What’s also common are certain myths and misconceptions about syphilis, which can stigmatise the STI and discourage people from getting treated.

From how it’s transmitted to how to treat it, we’ve pulled together some myths surrounding syphilis so you know how best to manage a case of it.

1. MYTH: syphilis is a thing of the past

Although syphilis has been around for a while (500 years or so!), you can still get it today, and it is on the rise. The rates of syphilis infections have been increasing in Australia over the past five years, though certain populations are more affected than others. These include men who have sex with men, people living with HIV and Aboriginal and Torres Strait Islander people.

2. MYTH: there are no prevention methods for syphilis

There are a number of ways you can prevent the spread of syphilis.
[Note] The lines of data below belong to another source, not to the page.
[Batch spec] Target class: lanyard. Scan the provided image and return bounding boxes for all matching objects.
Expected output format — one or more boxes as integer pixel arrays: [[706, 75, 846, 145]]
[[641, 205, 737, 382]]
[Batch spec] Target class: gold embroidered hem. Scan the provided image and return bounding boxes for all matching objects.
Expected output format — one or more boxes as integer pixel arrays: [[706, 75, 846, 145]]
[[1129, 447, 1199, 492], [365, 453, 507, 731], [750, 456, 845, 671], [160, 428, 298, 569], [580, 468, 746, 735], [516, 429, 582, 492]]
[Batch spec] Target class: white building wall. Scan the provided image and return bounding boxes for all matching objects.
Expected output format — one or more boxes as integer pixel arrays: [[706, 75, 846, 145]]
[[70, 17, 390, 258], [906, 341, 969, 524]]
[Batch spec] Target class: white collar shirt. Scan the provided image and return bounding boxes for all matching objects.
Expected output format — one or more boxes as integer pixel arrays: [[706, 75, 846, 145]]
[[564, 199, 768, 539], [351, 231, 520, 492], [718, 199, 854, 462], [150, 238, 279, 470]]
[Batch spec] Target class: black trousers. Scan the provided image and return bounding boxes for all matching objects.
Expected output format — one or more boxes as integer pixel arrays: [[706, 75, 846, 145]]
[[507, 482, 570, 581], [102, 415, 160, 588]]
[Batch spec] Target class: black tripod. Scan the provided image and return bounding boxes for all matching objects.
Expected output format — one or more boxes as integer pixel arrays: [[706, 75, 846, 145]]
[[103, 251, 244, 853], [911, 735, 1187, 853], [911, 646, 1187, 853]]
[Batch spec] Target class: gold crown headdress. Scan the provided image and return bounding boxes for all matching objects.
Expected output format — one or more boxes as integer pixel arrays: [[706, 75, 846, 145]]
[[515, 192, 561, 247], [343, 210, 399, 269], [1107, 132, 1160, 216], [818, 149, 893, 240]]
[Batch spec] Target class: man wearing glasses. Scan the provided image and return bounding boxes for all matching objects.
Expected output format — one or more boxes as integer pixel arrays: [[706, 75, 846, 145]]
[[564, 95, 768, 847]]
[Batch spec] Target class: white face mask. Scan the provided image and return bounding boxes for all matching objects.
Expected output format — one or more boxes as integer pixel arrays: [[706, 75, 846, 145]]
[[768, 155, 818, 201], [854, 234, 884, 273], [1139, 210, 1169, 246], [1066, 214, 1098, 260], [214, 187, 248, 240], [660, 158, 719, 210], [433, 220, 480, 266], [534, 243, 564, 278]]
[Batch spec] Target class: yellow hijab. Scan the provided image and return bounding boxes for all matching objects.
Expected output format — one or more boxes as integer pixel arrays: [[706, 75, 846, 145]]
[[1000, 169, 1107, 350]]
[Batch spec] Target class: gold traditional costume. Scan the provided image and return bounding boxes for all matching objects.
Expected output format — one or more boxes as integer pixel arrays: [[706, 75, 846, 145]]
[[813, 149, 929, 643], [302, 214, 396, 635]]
Condoms and dams help protect against syphilis, but it is still possible for syphilis to spread even when you’re using barrier protection. Getting regularly tested for syphilis will also stop the spread of syphilis among the community and ensure early and effective treatment. Find your nearest sexual health testing service with our interactive map.

Although they have not been approved in Australia yet, doxy-PEP (a way of using antibiotics after sex to help prevent some STIs) has been shown to reduce the transmission of syphilis. There is also a syphilis vaccine in the works.

3. MYTH: you can get syphilis from a toilet

No, you can’t get syphilis from a toilet seat. Syphilis is not transmitted through sharing bathrooms, towels, clothing or cutlery with someone who has it.

Syphilis can spread through sex. This includes oral sex, anal sex, arse play, sharing sex toys, vaginal or front hole sex, fingering or fisting. Syphilis can also spread through contact with an infected area of skin or through sharing razors or needles.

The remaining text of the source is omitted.